Jan Kiszka wrote:
> Gilles Chanteperdrix wrote:
>> Jan Kiszka wrote:
>>> Gilles Chanteperdrix wrote:
>>>> Hi,
>>>>
>>>> I found some code which was referencing directly some
>>>> CONFIG_XENO_OPT_DEBUG_ variables with things like:
>>>>
>>>> #ifdef CONFIG_XENO_OPT_DEBUG_FOO
>>>>
>>>> This usage is incompatible with the pre-requisites of the assert.h
>>>> header that CONFIG_XENO_OPT_DEBUG_FOO should be defined at all times.
>>>> While grepping for CONFIG_XENO_OPT_DEBUG_, I found that we also have
>>>> many duplicates of construction like:
>>>> #ifndef CONFIG_XENO_OPT_DEBUG_FOO
>>>> #define CONFIG_XENO_OPT_DEBUG_FOO 0
>>>> #endif /* CONFIG_XENO_OPT_DEBUG_FOO */
>>>>
>>>> So, a patch follows which:
>>>> - replace the #ifdef with some #if XENO_DEBUG(FOO)
>>> Should probably come as a separate patch.
>> Come on, the patch is simple, one patch for this is enough.
> 
> One part is an obvious fix, the other a refactoring under discussion.
> 
>>>> - move all the initializations to assert.h
>>>>
>>>> This will make any reference to CONFIG_XENO_OPT_DEBUG_FOO outside of
>>>> assert.h suspicious, and easy to detect.
>>> How many duplicates did you find?
>> A lot, especially for CONFIG_XENO_OPT_DEBUG_NUCLEUS
> 
> That's because the CONFIG_XENO_OPT_DEBUG_NUCLEUS defines were misplaced.
> Besides that we had one CONFIG_XENO_OPT_DEBUG_QUEUE duplicate, but tons
> of proper users.
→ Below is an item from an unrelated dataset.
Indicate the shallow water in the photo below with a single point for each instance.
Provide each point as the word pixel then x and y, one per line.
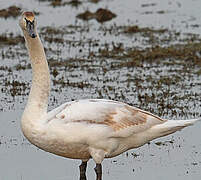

I don't see such an immediate need.
> 
> When adding this kind of switching, it's till more handy to have things
> locally in your subsystem. That also makes reviewing easier when you
> only find changes in files that belong to a subsystem.

That is not the main point, the main point is that putting all these
defines in one files allow to detect easily direct references to the
symbols.

> 
>>> Generally, I'm more a fan of decentralized management here (e.g. this
>>> avoids needless patch conflicts in central files).
>> If we maintain the list in alphabetical order (which I have done), we 
>> reduce the likeliness for conflicts. The aim of doing this is also that 
>> I can check that the sources are clean with:
>>
>> find xenomai-2.5 ! -name 'assert.h' -name '*.[ch]' | xargs grep 
>> CONFIG_XENO_OPT_DEBUG_
>>
>> And that I can add this test to the automated build test.
>>
>> Note that forgetting to add a #define to the list yields an immediate
>> compilation error. So, the patch makes things completely safe.
> 
> What did you change to make this happen (for new users of XENO_DEBUG)?

Nothing. If you forget to add the define, and do not enable the debug
option (which everybody does most of the time), you get a compilation
error.

What I changed, however, is that the above find | grep allows
immediately to detect direct users of the symbols.

-- 
                                            Gilles.